Our interaction was minimal, really, but the street vender was ornery from the start: as I gestured to an unusual looking flower and asked him what it was, he immediately chastised me for leaning “too close” to his lilies, and reminded me that if I “broke” the flower, I would have to pay for it.
I was standing a health distance away from said flowers. Nonetheless, I apologized and repeated my question– “What flower is this? It’s beautiful!” and he barked at me begrudgingly, “I don’t know! Are you going to buy anything?”
I grew up in a family where being nice to other people was instilled in me from a young age, and it has become an aspect of the lens through which I now view the world. I also worked for a small business in college, which taught me the value of pleasant customer service– but I don’t believe in responding to rudeness with more rudeness; that just creates more negative energy.

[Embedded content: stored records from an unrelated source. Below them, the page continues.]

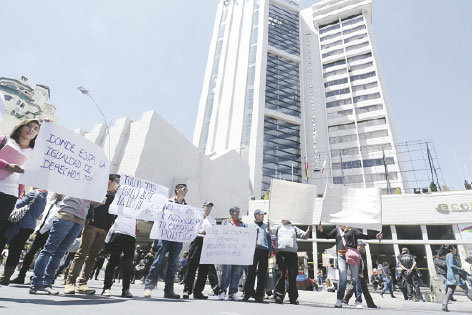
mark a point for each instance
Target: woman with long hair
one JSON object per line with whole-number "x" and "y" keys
{"x": 21, "y": 140}
{"x": 453, "y": 277}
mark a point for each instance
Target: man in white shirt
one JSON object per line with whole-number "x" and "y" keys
{"x": 194, "y": 259}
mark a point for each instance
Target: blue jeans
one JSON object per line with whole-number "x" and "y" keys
{"x": 231, "y": 275}
{"x": 388, "y": 285}
{"x": 174, "y": 248}
{"x": 61, "y": 236}
{"x": 342, "y": 283}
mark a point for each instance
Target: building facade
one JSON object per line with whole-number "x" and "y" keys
{"x": 23, "y": 102}
{"x": 299, "y": 100}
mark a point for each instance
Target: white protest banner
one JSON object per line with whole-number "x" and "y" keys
{"x": 2, "y": 106}
{"x": 67, "y": 163}
{"x": 291, "y": 201}
{"x": 139, "y": 199}
{"x": 176, "y": 222}
{"x": 356, "y": 207}
{"x": 228, "y": 245}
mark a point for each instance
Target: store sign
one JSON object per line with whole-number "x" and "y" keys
{"x": 446, "y": 208}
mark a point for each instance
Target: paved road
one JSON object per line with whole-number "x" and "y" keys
{"x": 15, "y": 299}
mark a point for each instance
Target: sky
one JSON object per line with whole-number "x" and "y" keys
{"x": 140, "y": 55}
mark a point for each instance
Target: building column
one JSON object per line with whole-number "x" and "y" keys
{"x": 428, "y": 251}
{"x": 369, "y": 262}
{"x": 461, "y": 248}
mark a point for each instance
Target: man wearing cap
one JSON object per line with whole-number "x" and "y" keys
{"x": 260, "y": 259}
{"x": 363, "y": 275}
{"x": 194, "y": 259}
{"x": 173, "y": 249}
{"x": 231, "y": 274}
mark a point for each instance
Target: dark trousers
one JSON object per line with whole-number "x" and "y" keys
{"x": 287, "y": 261}
{"x": 7, "y": 204}
{"x": 364, "y": 290}
{"x": 35, "y": 247}
{"x": 260, "y": 268}
{"x": 193, "y": 264}
{"x": 15, "y": 247}
{"x": 120, "y": 243}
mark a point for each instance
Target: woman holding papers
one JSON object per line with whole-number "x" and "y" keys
{"x": 13, "y": 153}
{"x": 347, "y": 257}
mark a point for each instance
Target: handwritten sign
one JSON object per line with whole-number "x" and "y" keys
{"x": 66, "y": 163}
{"x": 228, "y": 245}
{"x": 139, "y": 199}
{"x": 176, "y": 222}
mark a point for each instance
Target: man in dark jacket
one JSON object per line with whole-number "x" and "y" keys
{"x": 363, "y": 275}
{"x": 92, "y": 242}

Instead of responding to this vendor’s aggressiveness with spite or by running away, I instead chose to do something I wish more people would do: I decided to be nice.

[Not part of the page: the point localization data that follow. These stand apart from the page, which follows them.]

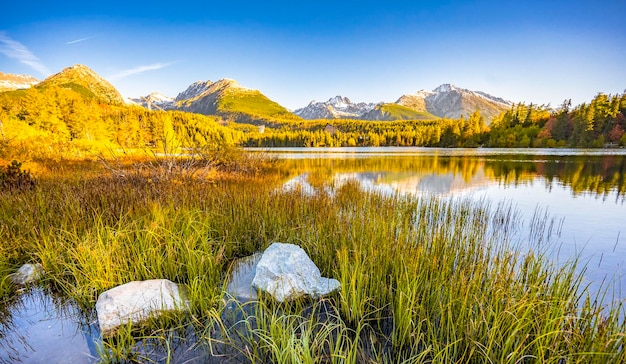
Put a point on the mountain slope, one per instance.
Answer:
(10, 81)
(86, 82)
(154, 101)
(396, 112)
(229, 99)
(338, 107)
(452, 102)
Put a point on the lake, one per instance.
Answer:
(582, 190)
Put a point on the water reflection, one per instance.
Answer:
(602, 175)
(38, 327)
(585, 190)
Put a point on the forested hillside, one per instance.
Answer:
(57, 121)
(599, 123)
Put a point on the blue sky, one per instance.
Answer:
(294, 52)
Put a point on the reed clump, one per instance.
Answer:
(423, 279)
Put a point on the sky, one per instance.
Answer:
(298, 51)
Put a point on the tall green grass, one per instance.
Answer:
(423, 280)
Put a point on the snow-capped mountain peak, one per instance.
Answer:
(154, 101)
(446, 87)
(335, 108)
(194, 90)
(9, 81)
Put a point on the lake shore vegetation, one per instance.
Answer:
(423, 279)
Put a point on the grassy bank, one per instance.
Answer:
(423, 280)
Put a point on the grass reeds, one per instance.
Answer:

This, of course, is easier said then done, especially when your blood is boiling because you feel like you’ve been unjustly dismissed when you were merely asking a question. It appears that this particular flower vendor was just bitter about something beyond me or my colleague, and showed a demonstrable desire to make a sale (which I sensed based on his petulant demeanor was an increasingly rare occurrence for him). I could tell that he knew he was being kind of pill, and that this was the point in the conversation when most customers would run away. So, I decided to do something nice– I bought those flowers, and I did so with a smile.

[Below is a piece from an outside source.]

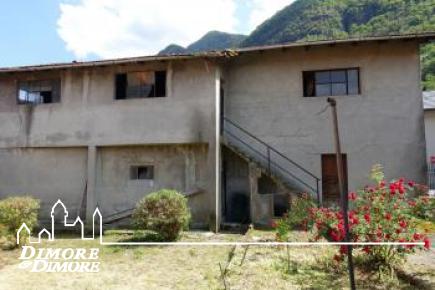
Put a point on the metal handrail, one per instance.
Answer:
(270, 147)
(118, 213)
(273, 167)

“I’m sorry I leaned across your lilies,” I said, though I didn’t really feel the need to apologize. The second I pulled out my wallet, his demeanor seemed to soften and I could tell he was mulling over something in his mind. “No, I’m sorry–” he said, expounding on the fact that he was just upset because a lot of people “look but don’t buy”, and that further, he was recovering from an operation that he used his flower sales to fund. In a small way, that broke my heart, though I was still a little put off by his initial aggression. Finally, his mask seemed to break and he looked towards his flower stand– at first reluctantly, and then deliberately– and took out a bunch of beautiful green mums and added it to my bag. “For you,” he said, offering the flowers to me for free as something as a peace offering. I took the the flowers home and used them to style this week’s Bouquet of the Week, which you see above and below. Free flowers are lovely, but that was not my motivation here; in a world where kindness begets kindness, it pays to be nice.